Learn R Programming

causalOT (version 1.0.2)

causalEffect-class: causalEffect class

Description

causalEffect class

causalEffect constructor function

Usage

causalEffect(data, causalWeights, model.outputs, augment.estimate, call)

Value

an object of class causalEffect

Arguments

data

an object of class dataHolder

causalWeights

an object of class causalWeights

model.outputs

Outputs of the estimate_model() function

augment.estimate

Is the estimate to be the augmented (doubly robust) estimator? TRUE/FALSE

call

the call used to calculate the treatment effects

Slots

estimate

The estimated treatment effect.

estimand

The estimand of interest

weights

The weights as an object of class causalWeights

augmentedData

The data as a data.frame with variables weights, y_obs, y_0, y_1, y_hat_0, y_hat_1, x, and z. See details for more info.

fit

The fitted model if present. See details.

call

The call from the estimate_effect() function.

Details

The variables in slot augmentedData are

  • weights: The causalWeights targeting the causal estimand.

  • y_obs: The vector of the observed outcomes for each observation

  • y_0: The outcome under the control condition. Missingness respects the design of the experiment. i.e., \(Y(0) | Z = 1\) = NA.

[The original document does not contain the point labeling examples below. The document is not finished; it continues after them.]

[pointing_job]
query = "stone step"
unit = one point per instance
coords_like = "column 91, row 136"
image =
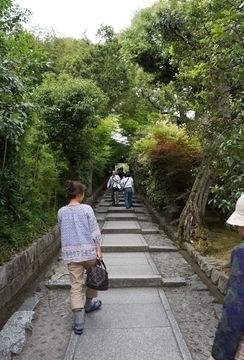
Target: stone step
column 123, row 243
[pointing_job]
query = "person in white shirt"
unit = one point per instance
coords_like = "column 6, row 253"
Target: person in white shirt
column 127, row 184
column 114, row 184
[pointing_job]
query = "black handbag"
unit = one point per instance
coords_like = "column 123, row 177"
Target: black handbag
column 97, row 276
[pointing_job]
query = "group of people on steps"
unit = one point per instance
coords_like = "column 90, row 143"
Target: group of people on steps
column 120, row 181
column 80, row 249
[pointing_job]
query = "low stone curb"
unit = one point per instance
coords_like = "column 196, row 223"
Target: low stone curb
column 207, row 265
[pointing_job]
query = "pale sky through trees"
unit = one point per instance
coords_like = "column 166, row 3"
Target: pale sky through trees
column 74, row 17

  • y_hat_0: The conditional mean outcome under the control condition. Estimated from a model.

  • y_hat_1: The conditional mean outcome under the treatment condition. Estimated from a model.

  • x: The columns denoting the covariates.

  • z: The treatment indicator.

The slot fit is a list with slots control, treated, and overall_sample. Control and treated will be filled if estimate.separately is TRUE in estimate_effect. overall_sample will be filled if estimate.separately is FALSE.